So I have created a Texture wrapper class for SDL_Texture (based off of Lazy Foo’s tutorials) and it has come to my attention that I really should have an explicit copy constructor and copy assignment operator to go with my destructor. My object attributes consist of a number of ints and a SDL_Texture pointer. My problem comes up when I try to properly copy the SDL_Texture struct in my copy constructor. I don’t want to just copy the pointer address, otherwise the compiler’s implicit copy constructor would do the job just fine. However as far as I can find, the SDL_Texture struct was made with the intention of not being copied, you can’t malloc(sizeof(SDL_Texture)) and there doesn’t seem to be any SDL function to copy a texture for you.
See:
Note that I don’t want to actually copy the texture in vram, that dosen’t make sense, I just want to copy the SDL_Texture struct contents which interacts with the graphics driver so that if I load a new texture to it, it wont overwrite anything for another object that was using that same texture.

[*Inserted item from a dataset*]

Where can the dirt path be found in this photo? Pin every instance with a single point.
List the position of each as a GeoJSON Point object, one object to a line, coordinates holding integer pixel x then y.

So how exactly should I go about creating my copy constructor? Is there a proper way of doing this, am I just way off base and misunderstanding something, or is this one of the outlier cases where I need a destructor but not a copy constructor? Any help would be appreciated, thanks!
Your copy constructor should handle the SDL_Texture* in the same way it would handle any “raw” pointer.
Except that, as you said, you cannot copy the data of SDL_Texture. This solution only make sense for simple object anyway.
It depends on the behavior you want, but here some solutions:
No copy = no problem Texture(Texture& that) = delete; Texture& operator=(Texture& that) = delete;
Pass the SDL_Texture* to the ‘copied to’ object. With this solution, only one Texture object has the SDL_Texture* and the ‘copied from’ object has no SDL_Texture*.